Arnon Grunberg

Common unhappiness

Hubris

More on Freud – a friend alerted me to this article by John Gray:

“It is a paradoxical position, as the development of Freud’s thought illustrates. If science is a system of human constructions, useful for practical purposes but not a literal account of reality, what makes it superior to other modes of thinking? If science is also a sort of mythology—as Freud suggested in his correspondence with Einstein—what becomes of the Enlightenment project of dispelling myth through scientific inquiry? These were questions that Freud faced, and in some measure resolved, in the account of religion he developed towards the end of his life. In The Future of an Illusion (1927), he had interpreted religion largely in the standard Enlightenment fashion that has been revived in recent years, and is now so wearisomely familiar: religion was an error born of ignorance, which was bound to retreat as knowledge advanced. Never placing too much trust in reason, Freud did not expect religion to vanish; but at this point he seemed convinced that the diminishing role of religion in human life would be an altogether good thing.
The account of religion he presented ten years later in Moses and Monotheism (1937) was more complex. In the earlier book he had recognised that, answering to enduring human needs—particularly the need for consolation—religious beliefs were not scientific theories; but neither were they necessarily false. While religions might be illusions, illusions were not just errors—they could contain truth. In Moses and Monotheism, Freud went further, arguing that religion had played an essential role in the development of human inquiry. The Jewish belief in an unseen God was not a relic of ignorance without any positive value. By affirming a hidden reality, the idea of an invisible deity had encouraged inquiry into what lay behind the world that is disclosed to the senses. More, the belief in an unseen god had allowed a new kind of self-examination to develop—one that aimed to explore the inner world by looking beneath the surface of conscious awareness. Freud’s attempt to gain insight into the invisible workings of the mind may have been an extension of scientific method into new areas; but this advance was possible, Freud came to think, only because religion had prepared the ground. Without ever surrendering his uncompromising atheism, Freud acknowledged that psychoanalysis owed its existence to faith.

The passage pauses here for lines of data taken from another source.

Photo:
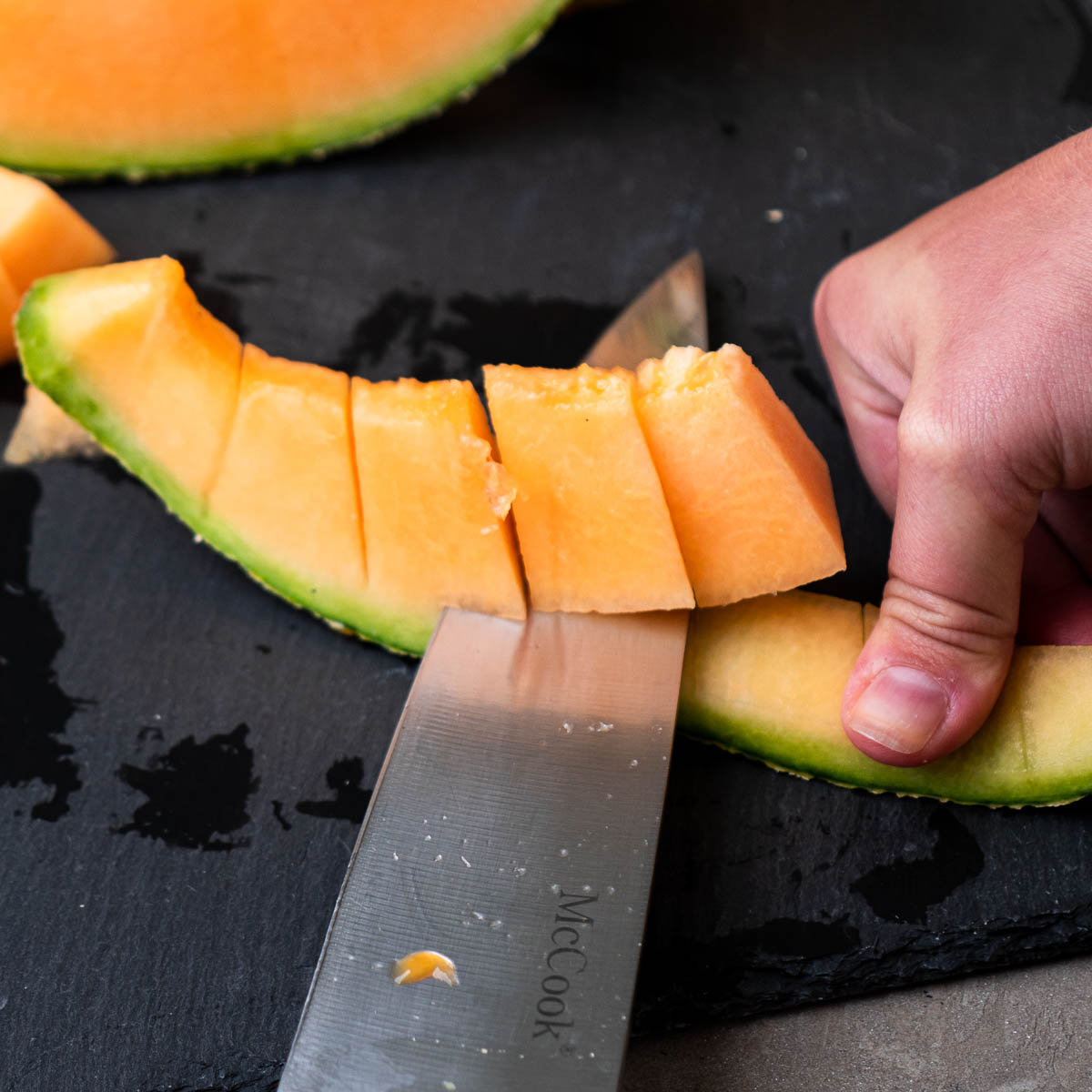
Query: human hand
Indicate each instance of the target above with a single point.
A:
(961, 350)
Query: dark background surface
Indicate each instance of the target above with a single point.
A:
(184, 759)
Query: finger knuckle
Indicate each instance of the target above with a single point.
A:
(938, 622)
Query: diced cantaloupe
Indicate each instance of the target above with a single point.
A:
(590, 513)
(136, 359)
(435, 500)
(284, 500)
(748, 492)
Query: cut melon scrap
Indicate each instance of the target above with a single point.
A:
(45, 431)
(128, 352)
(183, 86)
(39, 234)
(435, 500)
(590, 513)
(749, 494)
(764, 677)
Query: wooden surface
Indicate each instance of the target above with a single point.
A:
(184, 759)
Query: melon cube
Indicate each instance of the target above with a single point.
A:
(592, 522)
(435, 500)
(748, 491)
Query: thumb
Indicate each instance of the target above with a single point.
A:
(933, 667)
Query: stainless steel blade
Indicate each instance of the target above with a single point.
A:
(513, 830)
(671, 311)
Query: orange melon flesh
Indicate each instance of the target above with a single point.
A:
(9, 305)
(136, 359)
(188, 85)
(748, 492)
(590, 513)
(39, 234)
(284, 500)
(435, 500)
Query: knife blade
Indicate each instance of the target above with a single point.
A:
(511, 834)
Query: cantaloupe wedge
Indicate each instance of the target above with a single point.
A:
(130, 354)
(748, 492)
(192, 85)
(590, 513)
(764, 678)
(284, 502)
(39, 234)
(272, 473)
(435, 500)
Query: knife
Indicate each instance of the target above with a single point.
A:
(507, 854)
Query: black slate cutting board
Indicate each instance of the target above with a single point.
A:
(184, 759)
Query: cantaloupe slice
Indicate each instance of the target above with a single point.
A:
(748, 492)
(435, 500)
(764, 678)
(284, 500)
(39, 234)
(590, 513)
(192, 85)
(129, 352)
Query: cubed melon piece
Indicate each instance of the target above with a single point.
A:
(435, 500)
(749, 494)
(41, 233)
(132, 355)
(284, 502)
(590, 513)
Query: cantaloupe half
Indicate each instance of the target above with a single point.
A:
(39, 234)
(179, 86)
(748, 492)
(590, 512)
(257, 454)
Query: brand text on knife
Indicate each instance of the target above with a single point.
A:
(565, 959)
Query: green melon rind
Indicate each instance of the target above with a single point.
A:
(365, 125)
(971, 775)
(54, 370)
(982, 773)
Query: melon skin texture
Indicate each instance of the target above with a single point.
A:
(69, 330)
(764, 678)
(192, 86)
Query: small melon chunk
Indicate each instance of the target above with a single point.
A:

In accepting that illusion could be productive, Freud was retracing the steps of Schopenhauer’s errant disciple Nietzsche. At the same time Freud was making a decisive break with a dominant strand of Enlightenment thinking. According to Alasdair MacIntyre, who developed the idea in his book After Virtue (1981), Nietzsche brought the Enlightenment to a close by showing that the project of a morality that rested solely on human will was self-defeating. MacIntyre’s argument has the merit of recognising that Nietzsche was an Enlightenment thinker—rather than the crazed irrationalist of vulgar intellectual history—as well as one of the Enlightenment’s more formidable critics. It was Freud, however, who made the more radical break with Enlightenment thinking. Even if he confines its scope to the absurd figure of the Übermensch, Nietzsche remains a militant partisan of human autonomy. Freud, by contrast despite almost everything that has been written about him—aimed as much to mark the limits of human autonomy as to extend it. His words of advice to a patient indicate how much his thinking diverged from the view of open-ended human possibilities that is asserted adamantly today: “I do not doubt that it would be easier for fate to take away your suffering than it would be for me. But you will see for yourself how much has been gained if we succeed in turning your hysterical misery into common unhappiness. Having restored your inner life, you will be better able to arm yourself against that unhappiness.”

Please, read the whole article. But there are in this excerpt already a few important lessons that are still contested.

Illusions can be both productive and counterproductive. My advice: illusions are like wine. Two glasses of wine a day, two illusions a day. Perhaps on a Saturday evening you can allow yourself three illusions. But don’t make it a habit.

It’s a form of hubris to believe that we are the undisputed masters of our lives: there is such a thing as fate, we are as much at a loss to influence fate as the old Greeks were.

And very important: common unhappiness is happiness.